Growing fears are being expressed about a planned new nuclear power station after a report that the project is going to be put on hold.
The Nikkei Asian Review reported from Tokyo that the board of Japanese giant Hitachi is expected to decide next week to suspend all work on the Wylfa Newydd plant on Anglesey, North Wales.
Negotiations with the UK Government had hit an “impasse”, said the report.
A spokesman for Horizon, the company behind the multi-billion pound project, said no decision had been made.
Horizon has been in formal negotiations with the Government regarding financing of the Wylfa Newydd project “in a way that works both for investors and the UK electricity customer”.
A statement said: “This is one of the aspects of the project development phase that must be concluded before construction of Wylfa Newydd can go ahead, but the discussions are commercially confidential and we won’t be commenting on rumours or speculation.”
Sue Ferns, deputy general secretary of the Prospect union, said: “This is extremely worrying news, especially coming in the wake of Toshiba’s recent withdrawal from the Moorside project.
“To lose one major nuclear project is a serious blow, to lose two in six months would set alarm bells ringing about the sincerity of the Government’s commitment to new nuclear.
“The Japanese prime minister was in Downing Street only yesterday – did the Prime Minister even think to raise the issue of nuclear new build or was the only thing on her mind the chance to take advantage of his visit to try to give another futile boost to her Brexit deal?
“It is fast becoming clear that if it’s not Brexit, then this Prime Minister and her ministers are unwilling to execute their responsibilities as a Government.
“New nuclear is of significant strategic importance for the country, the Government must not sleepwalk into an energy security crisis by allowing these projects to fail one by one.”
Tom Greatrex, chief executive of the Nuclear Industry Association said it was “imperative” that the project went ahead.
“If the UK is going to decarbonise its power supply and meet our obligations to reduce carbon emissions, we need to replace the 20% of our electricity delivered by our low carbon, reliable, secure nuclear fleet, most of which will retire in the next decade.
“Wylfa is a strong site, with local support, and the Horizon project would deliver 60 years of reliable, secure, low-carbon power for homes, businesses and public services, with a strike price much below any offshore wind project generating power now, and the prospect of future strike prices equivalent to the lowest offshore wind auction bids.”
Dr Doug Parr, chief scientist for Greenpeace UK, said: “The Government’s energy policy is in tatters, but this is the opposite of a disaster.
“We could have locked ourselves into reliance on an obsolete, unaffordable technology, but we’ve been given the chance to think again and make a better decision.
“Our urgent, immediate dilemma – how to maintain security of supply whilst cutting carbon – can be solved by making offshore wind, at half the cost of nuclear, the backbone of the new power system.
“The failure of the old technology is the opportunity the new technologies need, and Britain’s world-leading offshore wind industry’s time has come.”
Sara Medi Jones, acting general secretary of CND, said: “Two major international investors have now suspended plans to build nuclear reactors here in Britain.
“Toshiba withdrew from the Moorside plant just a few weeks ago, and now Hitatchi appears to have reached the same conclusion, that new nuclear isn’t economically viable.
“This should be a moment of reckoning for the Government, forcing a nuclear policy rethink.”
Justin Bowden, national officer of the GMB union, said: “If the mood music from Tokyo is correct, then without urgent UK Government intervention this country’s new nuclear energy plans will be reduced to tatters.
“Government must act and step in now to ensure Wylfa goes ahead on time.
“Britain needs at least six new ultra low-carbon nuclear power stations for the guaranteed electricity they can provide.

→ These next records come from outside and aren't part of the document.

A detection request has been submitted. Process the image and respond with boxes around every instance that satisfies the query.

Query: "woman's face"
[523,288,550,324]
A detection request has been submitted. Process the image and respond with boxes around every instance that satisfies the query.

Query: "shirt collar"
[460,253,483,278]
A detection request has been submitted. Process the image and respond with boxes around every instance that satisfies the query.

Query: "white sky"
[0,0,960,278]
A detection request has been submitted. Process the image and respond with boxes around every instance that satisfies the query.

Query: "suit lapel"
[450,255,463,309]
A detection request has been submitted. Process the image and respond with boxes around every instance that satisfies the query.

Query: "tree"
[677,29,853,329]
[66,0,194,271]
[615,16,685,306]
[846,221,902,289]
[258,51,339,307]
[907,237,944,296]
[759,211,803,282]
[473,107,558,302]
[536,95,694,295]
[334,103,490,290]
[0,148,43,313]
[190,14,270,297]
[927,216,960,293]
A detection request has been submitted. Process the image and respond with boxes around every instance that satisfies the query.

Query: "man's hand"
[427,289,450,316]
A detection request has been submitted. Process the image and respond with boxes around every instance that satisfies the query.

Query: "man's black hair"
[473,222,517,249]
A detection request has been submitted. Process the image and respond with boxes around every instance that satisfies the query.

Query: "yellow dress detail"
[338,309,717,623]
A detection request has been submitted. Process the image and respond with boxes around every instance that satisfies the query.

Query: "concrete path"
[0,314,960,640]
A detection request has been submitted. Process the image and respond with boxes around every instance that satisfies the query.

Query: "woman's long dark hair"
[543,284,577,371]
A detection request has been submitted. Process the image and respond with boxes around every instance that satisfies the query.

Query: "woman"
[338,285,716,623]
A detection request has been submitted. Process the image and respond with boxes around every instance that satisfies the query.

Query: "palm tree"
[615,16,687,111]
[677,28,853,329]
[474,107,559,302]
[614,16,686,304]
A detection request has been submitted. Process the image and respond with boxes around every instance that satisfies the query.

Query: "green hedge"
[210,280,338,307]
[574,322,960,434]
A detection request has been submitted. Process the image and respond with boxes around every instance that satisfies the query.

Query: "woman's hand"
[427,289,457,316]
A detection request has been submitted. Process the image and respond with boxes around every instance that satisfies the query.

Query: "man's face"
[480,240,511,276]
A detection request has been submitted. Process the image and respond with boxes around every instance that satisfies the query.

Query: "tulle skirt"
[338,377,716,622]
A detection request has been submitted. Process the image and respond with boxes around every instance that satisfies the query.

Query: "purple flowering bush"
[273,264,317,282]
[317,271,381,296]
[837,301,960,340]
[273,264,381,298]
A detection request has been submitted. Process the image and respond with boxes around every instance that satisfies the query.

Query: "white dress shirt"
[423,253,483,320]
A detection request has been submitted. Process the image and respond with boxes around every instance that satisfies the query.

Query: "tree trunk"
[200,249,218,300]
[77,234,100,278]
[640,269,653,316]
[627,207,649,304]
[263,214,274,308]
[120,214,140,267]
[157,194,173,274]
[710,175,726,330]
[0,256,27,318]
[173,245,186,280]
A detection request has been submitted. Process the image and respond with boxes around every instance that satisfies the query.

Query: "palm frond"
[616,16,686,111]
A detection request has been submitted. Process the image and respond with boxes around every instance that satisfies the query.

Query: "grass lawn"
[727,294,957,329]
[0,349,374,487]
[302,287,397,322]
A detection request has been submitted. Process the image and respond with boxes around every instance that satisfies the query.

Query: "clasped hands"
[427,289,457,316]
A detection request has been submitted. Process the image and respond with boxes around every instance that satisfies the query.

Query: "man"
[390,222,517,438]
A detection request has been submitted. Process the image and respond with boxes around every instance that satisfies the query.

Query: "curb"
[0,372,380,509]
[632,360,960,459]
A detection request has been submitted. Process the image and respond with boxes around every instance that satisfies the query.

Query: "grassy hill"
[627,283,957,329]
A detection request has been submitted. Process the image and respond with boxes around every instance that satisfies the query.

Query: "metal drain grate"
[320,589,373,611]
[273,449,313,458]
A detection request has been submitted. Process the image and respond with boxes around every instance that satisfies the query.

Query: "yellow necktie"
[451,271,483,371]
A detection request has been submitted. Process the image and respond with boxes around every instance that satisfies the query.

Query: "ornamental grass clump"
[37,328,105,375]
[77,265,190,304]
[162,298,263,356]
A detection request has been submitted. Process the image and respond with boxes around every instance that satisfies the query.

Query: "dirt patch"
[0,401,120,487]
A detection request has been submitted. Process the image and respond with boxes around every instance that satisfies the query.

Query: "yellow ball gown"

Wind and solar on their own cannot keep the country’s lights on, our homes heated and the economy powered. For that, we need nuclear and gas as well.”
Unite union national officer Peter McIntosh said: “We believe it may be commercial reasons that are influencing the Hitachi management due to rising costs.
“This is compounded by the Government’s stand-offish approach to the formal negotiations with the company which have been dragging on since last June.
“The project appears to be teetering on the brink, which would be a really big setback for the UK’s future energy policy.
“Government must take action now because, if the project does not proceed, it will have a devastating impact on the Welsh economy and on the UK’s ability to meet its climate change obligations.
“It is astonishing that when Prime Minister Theresa May met her Japanese counterpart, Shinzo Abe, this week that the project was never discussed. This was an abdication of responsibility by Theresa May.”
A Business Department spokesman said: “Negotiations with Hitachi on agreeing a deal that provides value for money for consumers and taxpayers on the Wylfa project are ongoing.
“They are commercially sensitive and we do not comment on speculation.”